ここに連れてこられる直前に焼かれたのか、まだぐじゅぐじゅと汁が出ていた。

「兄さん、早く医者を。佐々木、どこだっ! 担架を持って来てっ! 早くっ!」
「勝貴っ、しっかりしろっ」
「医者を呼んで下さいっ! 兄さんっ! 桐生の掛かり付け、早く」

黒瀬が携帯を勇一に渡した。
医者を大至急で呼び出す。
警察沙汰にはできないので、普通の病院には連れて行けない。
本宅にはある程度の医療設備も整っている。
手術さえ必要なければ本宅で治療はできるが、念の為、救急車代わりのワゴン車の手配も忘れなかった。
火傷の面が担架に接触しないよう俯せに寝かせると、四人で医務室へと運んだ。
庭での騒ぎで、一旦は散っていた本宅住まいの若い衆が、何事かとぞろぞろ顔を出す。

「なんでもねえ、散れ」

時枝の哀れな姿を見せたくない勇一が、怒鳴りつけ、佐々木が心配ないと追い払った。

「医者はまだか」

担架からベッドに時枝を移す。
上から何かを掛けてやりたいが、火傷部分が酷すぎて、それも出来ない。
意識のない時枝は発熱しているらしく、うっすらと汗を掻いており、時折、唸り声を洩らしていた。

「潤、辛かったら、出ていていいんだよ?」

青い顔の潤は、今にも倒れそうだった。

「…大丈夫。…良くなるよね、時枝さん、死なないよね、ねえ、黒瀬…」
「大丈夫だから。これぐらいの火傷じゃ人間死にはしない。その他の傷は全部治る。身体の傷は、治る。火傷は痕になるかもしれないが、皮膚の移植手術もあるし。見た目はほぼ完治すると思うよ」

いたぶるのが目的の傷だ。
どれもそうだ。
嬲るだけ嬲った、拷問のような傷の跡だ。
足の爪も数本剥がされていた。
DVDに映っていたのは、あれでもほんの一部だったのだ。
生かさず殺さず。
命を奪うのが目的ではない。
冷酷なことには、長けている黒瀬の目には明らかだった。
黒瀬が「見た目は」と言ったのは、言葉通り外見だけは完治するだろうと、いう意味だ。

「兄さん、分っていると思いますが、時枝、多分精神的なダメージの方が大きいですよ。俺と違って、潔癖な男ですからね」
「そんな心配は、身体が元に戻ってからだっ! 医者は何してるんだっ! 佐々木、さっさと連れてこいっ!」

勇一には、時枝の精神状態まで考える余裕がなかった。
黒瀬は死ぬ程じゃないと冷静に判断を下していたが、勇一はそうじゃなかった。
時枝の命の灯火が、ふっと消えてしまうんじゃないかと、潤同様、怖くて仕方なかった。
佐々木が医者を連れて来ると、勇一は憤りを医者に向けた。

「てめえぇえ、チンタラやってるんじゃねえぞっ!」

医者の首に手を掛け、締め上げた。
その勇一の腹を医者は蹴飛ばした。

「落ち着け、見苦しい。
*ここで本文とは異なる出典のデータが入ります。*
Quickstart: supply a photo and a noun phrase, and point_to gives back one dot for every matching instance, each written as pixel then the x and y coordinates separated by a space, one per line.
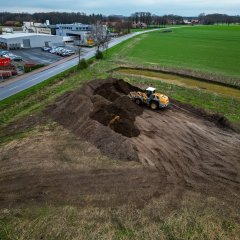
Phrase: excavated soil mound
pixel 102 113
pixel 191 149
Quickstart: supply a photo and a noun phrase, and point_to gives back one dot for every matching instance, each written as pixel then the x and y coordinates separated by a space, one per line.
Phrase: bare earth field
pixel 97 159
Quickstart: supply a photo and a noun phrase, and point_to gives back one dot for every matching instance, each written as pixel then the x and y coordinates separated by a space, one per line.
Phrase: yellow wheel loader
pixel 150 98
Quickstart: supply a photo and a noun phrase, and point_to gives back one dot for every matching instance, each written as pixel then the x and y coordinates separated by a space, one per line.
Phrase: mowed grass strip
pixel 212 49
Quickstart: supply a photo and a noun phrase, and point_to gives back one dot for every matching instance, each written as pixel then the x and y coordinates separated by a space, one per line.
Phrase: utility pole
pixel 79 51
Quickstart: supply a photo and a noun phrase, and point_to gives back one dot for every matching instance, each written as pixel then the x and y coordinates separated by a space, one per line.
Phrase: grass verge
pixel 194 218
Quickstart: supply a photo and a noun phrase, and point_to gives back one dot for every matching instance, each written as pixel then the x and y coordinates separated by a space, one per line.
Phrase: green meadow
pixel 209 49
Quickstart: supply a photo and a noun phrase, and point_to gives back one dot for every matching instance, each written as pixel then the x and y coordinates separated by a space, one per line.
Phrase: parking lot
pixel 37 56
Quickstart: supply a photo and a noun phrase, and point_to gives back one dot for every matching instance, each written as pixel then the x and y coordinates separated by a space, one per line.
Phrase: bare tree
pixel 100 36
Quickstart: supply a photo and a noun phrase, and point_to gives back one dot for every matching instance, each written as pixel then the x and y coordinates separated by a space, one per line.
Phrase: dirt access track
pixel 180 149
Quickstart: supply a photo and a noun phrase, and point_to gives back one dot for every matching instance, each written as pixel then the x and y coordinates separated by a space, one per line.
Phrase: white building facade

あんた、それでも組長か。はん」

いつも荒くれ者を、治療しているだけのことはある。
自分を締め上げた勇一を鼻で笑った。
佐々木と同年代ぐらいの医者は注射器を取り出すと、時枝を診るより先に、つい今しがた自分の首を絞めていた勇一の腕を取り、黒瀬に勇一を押さえるよう指示を出す。

「このヤブ医者がっ! 診る相手が違うだろうが」
「うるせ~ガキだ。あんたが治療の邪魔だから邪魔されないようにだ。これで、気を落ち着かせろ」

ブスリと注射をぶち込んだ。
精神安定剤らしい。
邪魔だと勇一を椅子に座らせ、助けたいなら大人しくしてろと吐き捨てると、医者は時枝の側へ行った。
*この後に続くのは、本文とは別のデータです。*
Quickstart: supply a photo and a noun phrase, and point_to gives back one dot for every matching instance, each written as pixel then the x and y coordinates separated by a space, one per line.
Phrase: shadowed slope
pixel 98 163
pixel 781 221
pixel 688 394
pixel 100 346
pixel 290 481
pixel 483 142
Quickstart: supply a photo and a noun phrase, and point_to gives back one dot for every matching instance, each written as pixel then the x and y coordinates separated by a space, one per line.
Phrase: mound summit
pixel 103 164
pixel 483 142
「ありゃ~、こりゃ、色男も台無しだ。えっと、誰が助手を務めてくれるんだい?」
「そりゃ、アッシが」
「若頭か。なら、安心だ」

医者と佐々木が、時枝の治療にあたる。
佐々木は黒瀬が薬物中毒になったときもそうだが、怪我人や病人の扱いにはなれている。
この医者の助手を務めることも何度かあり、手際よく、医者の指示通りに動く。
勇一は安定剤が効いてきたのか、「勝貴~」と時枝の名を呼びながらも大人しく座っている。
その両端に黒瀬と潤が立っていた。
少しでも勇一が動きそうになると、二人して肩を押さえつける。

「兄さん、」
「組長さん、」

二人掛かりで咎められれば、見守ることしか出来ない。
意識のないはずの時枝だが、火傷部分の治療が始まると、痛みが走るらしく呻き声がたえない。
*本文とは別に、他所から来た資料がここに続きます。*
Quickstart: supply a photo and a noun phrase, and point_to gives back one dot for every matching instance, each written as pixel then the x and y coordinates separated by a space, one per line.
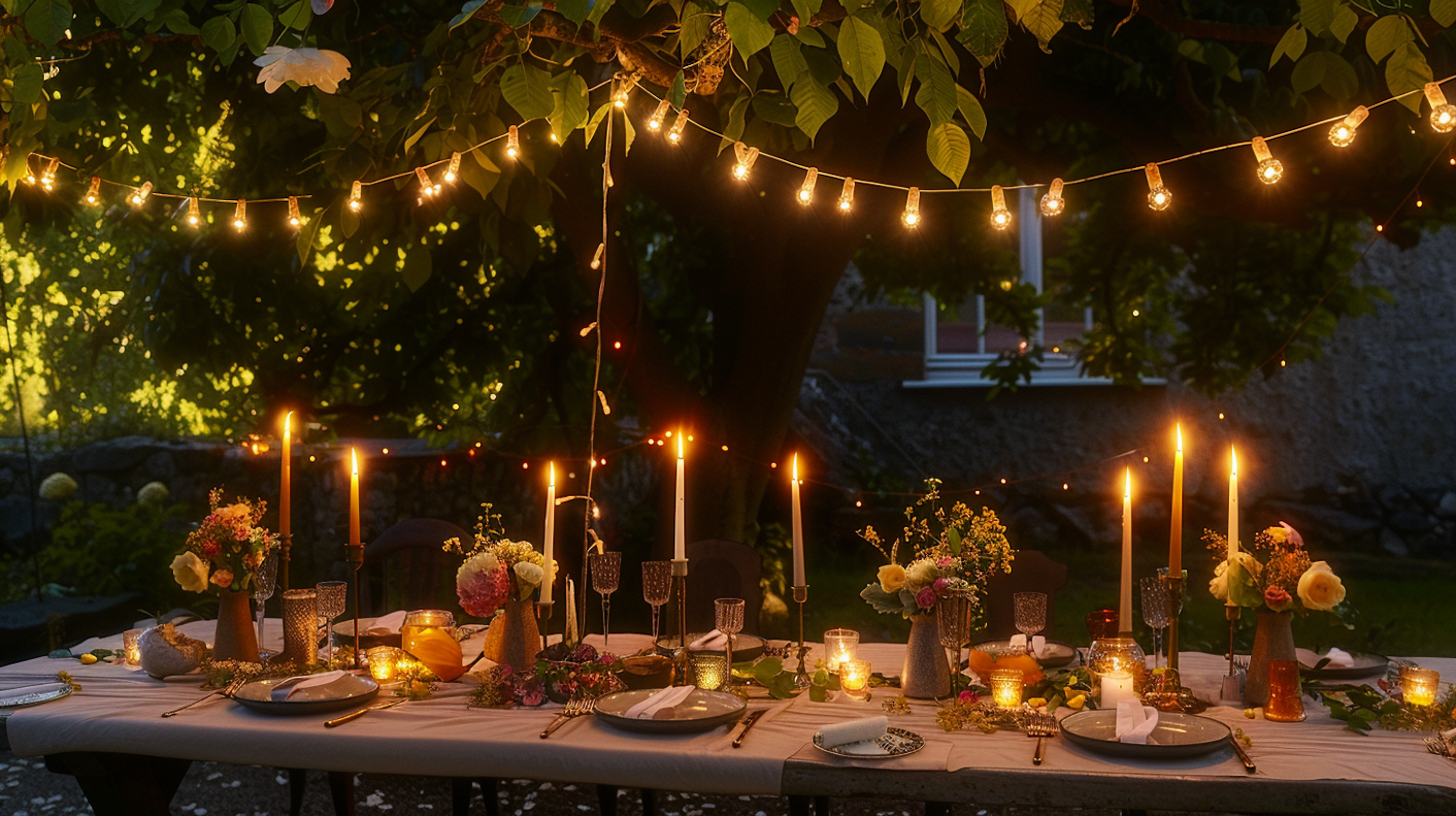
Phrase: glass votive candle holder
pixel 130 647
pixel 841 644
pixel 710 669
pixel 1418 685
pixel 1007 688
pixel 853 676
「ちょっと、そこの色男と若いの、悪いがその男、外に連れ出してくれないか?」
「大人しく、してるだろうがっ!」
「この兄ちゃん、多分あんたには、見せたくないんじゃないのか? 意識がなくても、あんたにだけは見せたくない傷だろうよ。気を利かせろ」

医者が時枝の尻の割れ目を指さす。
今から、局部を治療するというのだ。